Sigmund Freud, ai primi del novecento, esprimeva i suoi concetti sul trauma, ansia e stress. Si trattava di concetti riferiti all'uomo, alla sua esistenza e alla sua mente.
Chiaro, non è questa la sede per un "trattato" su questi concetti e su Freud, del resto non è materia di mia competenza, per cui vado al dunque...
Dopo circa un secolo, lasciatemi passare il concetto: "lo stress non riguarda solo l'uomo ma anche i suoi strumenti di lavoro" e, in questo caso, di comunicazione.
Parlo dello stress dell'etichetta, tenendomi lontano da un'altro tipo di stress, quello dell'etichettatura che "colpisce" aziende e consulenti.
Si, l'etichetta è stressata, per essere chiari subisce stress.
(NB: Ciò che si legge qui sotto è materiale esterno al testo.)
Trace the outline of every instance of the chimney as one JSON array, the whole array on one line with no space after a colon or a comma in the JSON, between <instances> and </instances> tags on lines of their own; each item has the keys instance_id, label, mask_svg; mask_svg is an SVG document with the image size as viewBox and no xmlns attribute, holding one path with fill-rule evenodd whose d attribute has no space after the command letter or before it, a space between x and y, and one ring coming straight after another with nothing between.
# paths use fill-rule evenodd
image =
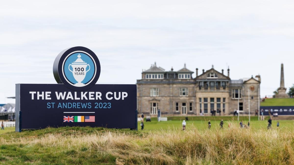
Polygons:
<instances>
[{"instance_id":1,"label":"chimney","mask_svg":"<svg viewBox=\"0 0 294 165\"><path fill-rule=\"evenodd\" d=\"M257 78L259 82L261 82L261 79L260 78L260 75L256 75L255 76L255 78Z\"/></svg>"}]
</instances>

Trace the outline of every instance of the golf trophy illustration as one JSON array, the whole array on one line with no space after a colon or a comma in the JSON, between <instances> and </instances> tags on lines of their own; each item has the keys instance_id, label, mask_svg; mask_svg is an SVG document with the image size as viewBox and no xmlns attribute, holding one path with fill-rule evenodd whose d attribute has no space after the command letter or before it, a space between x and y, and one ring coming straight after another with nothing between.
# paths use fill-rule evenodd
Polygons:
<instances>
[{"instance_id":1,"label":"golf trophy illustration","mask_svg":"<svg viewBox=\"0 0 294 165\"><path fill-rule=\"evenodd\" d=\"M78 58L71 64L69 65L69 70L73 73L74 78L78 82L78 83L75 84L76 87L82 87L85 85L81 82L85 79L86 73L90 70L90 65L87 64L81 58L81 56L79 54L78 55ZM70 67L71 66L73 68L73 70L71 70ZM87 66L89 66L89 69L86 70Z\"/></svg>"}]
</instances>

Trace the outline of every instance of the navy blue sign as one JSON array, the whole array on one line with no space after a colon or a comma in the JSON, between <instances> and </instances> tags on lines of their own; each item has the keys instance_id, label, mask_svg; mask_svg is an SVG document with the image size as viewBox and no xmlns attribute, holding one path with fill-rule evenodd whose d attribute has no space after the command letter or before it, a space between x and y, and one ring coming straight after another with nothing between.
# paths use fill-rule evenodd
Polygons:
<instances>
[{"instance_id":1,"label":"navy blue sign","mask_svg":"<svg viewBox=\"0 0 294 165\"><path fill-rule=\"evenodd\" d=\"M137 128L136 85L95 85L80 91L63 84L19 84L16 93L17 131L66 126Z\"/></svg>"},{"instance_id":2,"label":"navy blue sign","mask_svg":"<svg viewBox=\"0 0 294 165\"><path fill-rule=\"evenodd\" d=\"M269 112L271 115L277 113L278 115L294 115L294 107L293 106L261 106L260 107L260 115L269 115Z\"/></svg>"}]
</instances>

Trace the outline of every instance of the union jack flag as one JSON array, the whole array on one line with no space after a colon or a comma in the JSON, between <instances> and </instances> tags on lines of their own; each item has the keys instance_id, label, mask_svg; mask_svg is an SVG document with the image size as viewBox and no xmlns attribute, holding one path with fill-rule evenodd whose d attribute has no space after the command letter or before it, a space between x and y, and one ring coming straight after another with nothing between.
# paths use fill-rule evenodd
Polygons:
<instances>
[{"instance_id":1,"label":"union jack flag","mask_svg":"<svg viewBox=\"0 0 294 165\"><path fill-rule=\"evenodd\" d=\"M95 116L85 116L85 122L95 122Z\"/></svg>"},{"instance_id":2,"label":"union jack flag","mask_svg":"<svg viewBox=\"0 0 294 165\"><path fill-rule=\"evenodd\" d=\"M73 116L63 116L63 122L73 122L74 119Z\"/></svg>"}]
</instances>

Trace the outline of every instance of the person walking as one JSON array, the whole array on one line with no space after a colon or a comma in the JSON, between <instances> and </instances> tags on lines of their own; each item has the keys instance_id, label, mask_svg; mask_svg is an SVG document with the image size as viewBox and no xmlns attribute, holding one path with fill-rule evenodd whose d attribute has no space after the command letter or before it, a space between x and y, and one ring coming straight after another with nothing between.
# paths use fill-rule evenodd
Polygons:
<instances>
[{"instance_id":1,"label":"person walking","mask_svg":"<svg viewBox=\"0 0 294 165\"><path fill-rule=\"evenodd\" d=\"M240 127L241 128L243 128L243 120L241 120L240 122Z\"/></svg>"},{"instance_id":2,"label":"person walking","mask_svg":"<svg viewBox=\"0 0 294 165\"><path fill-rule=\"evenodd\" d=\"M142 115L141 115L141 117L142 118L141 120L142 121L144 121L144 114L142 113Z\"/></svg>"},{"instance_id":3,"label":"person walking","mask_svg":"<svg viewBox=\"0 0 294 165\"><path fill-rule=\"evenodd\" d=\"M143 130L144 129L144 123L143 122L141 122L141 130Z\"/></svg>"},{"instance_id":4,"label":"person walking","mask_svg":"<svg viewBox=\"0 0 294 165\"><path fill-rule=\"evenodd\" d=\"M272 117L271 117L268 121L268 129L272 128Z\"/></svg>"},{"instance_id":5,"label":"person walking","mask_svg":"<svg viewBox=\"0 0 294 165\"><path fill-rule=\"evenodd\" d=\"M220 121L220 129L223 129L223 119Z\"/></svg>"},{"instance_id":6,"label":"person walking","mask_svg":"<svg viewBox=\"0 0 294 165\"><path fill-rule=\"evenodd\" d=\"M183 131L186 129L186 121L185 120L183 120L183 122L182 123L182 125L183 126Z\"/></svg>"}]
</instances>

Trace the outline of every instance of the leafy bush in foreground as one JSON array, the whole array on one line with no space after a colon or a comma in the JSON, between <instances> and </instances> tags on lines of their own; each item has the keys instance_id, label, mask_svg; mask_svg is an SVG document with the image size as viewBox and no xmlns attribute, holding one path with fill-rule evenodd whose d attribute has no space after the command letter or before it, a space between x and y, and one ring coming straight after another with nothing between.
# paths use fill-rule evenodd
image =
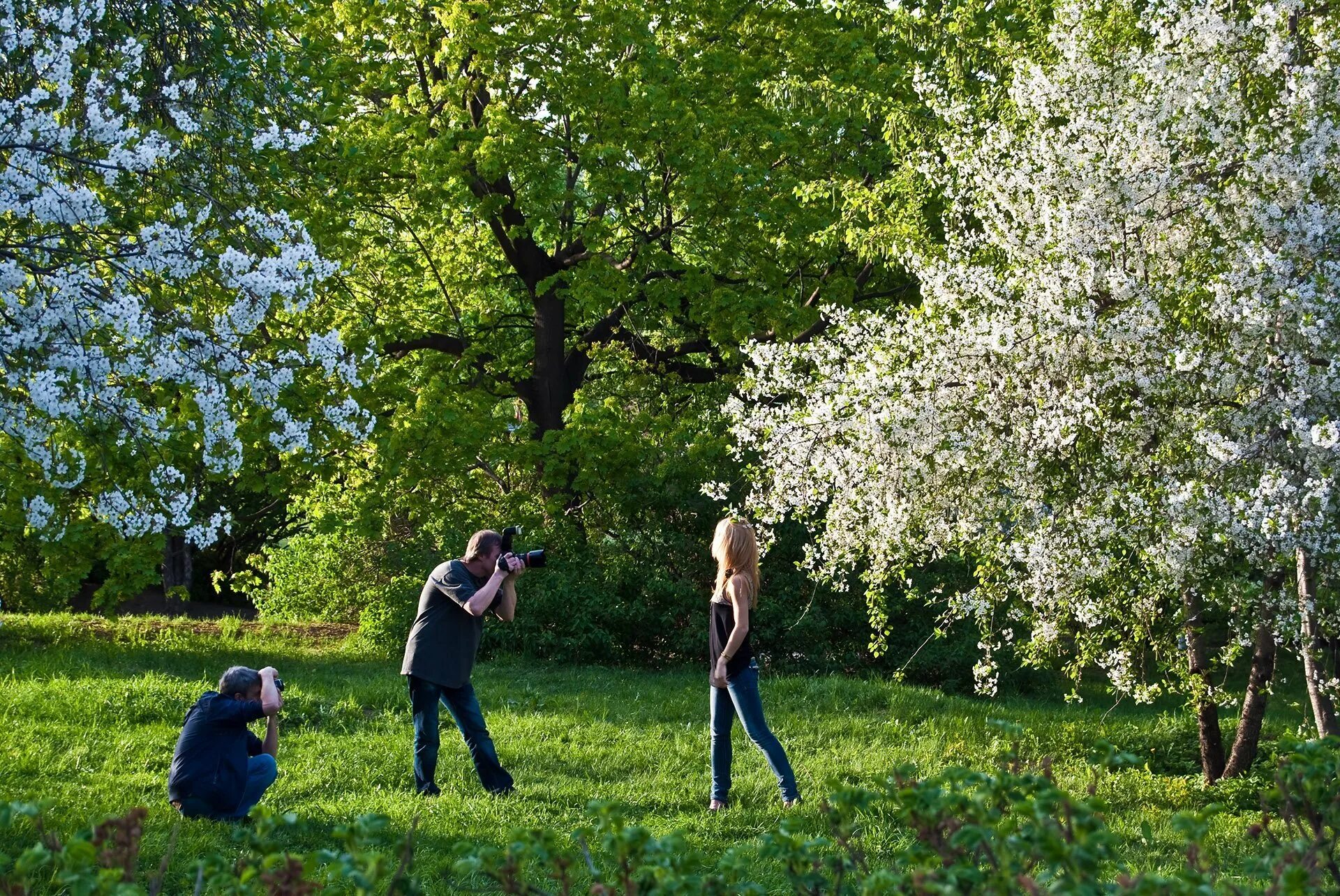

Questa condizione è dovuta a molteplici fattori e per questo chi le utilizza, così come chi le produce, deve fare attenzione affinché l'etichetta abbia le "capacità" di resistere allo stress a cui inevitabilmente sarà sottoposta.
Un po' come agli esseri umani si richiede come soft skills la "capacità di resistere allo stress" professionale.
Al netto dello stress che subisce per la produzione della sua materia prima, tra i principali stress a cui sarà sottoposta l'etichetta vi è la tecnologia di stampa che sarà adottata, compreso il sistema di asciugatura che prevede la stampa stessa. Altro stress sarà quello dovuto alla fase di applicazione dell'etichetta sull'imballaggio.
Figuriamoci poi lo stress che riguarda le temperature a cui il prodotto sarà sottoposto, tenendo conto anche dell'eventuale esposizione a fonti di calore o all'umidità, un esempio su tutti è l'esposizione agli agenti atmosferici.
Fonte di stress sono anche la catena del freddo e le inevitabili variazioni climatiche per i lunghi trasporti internazionali o intercontinentali.
Invero, pensando a tutti i chilometri e ambienti che affronterà questo affascinante strumento d'arte comunicativa ...mi sale lo stress!!!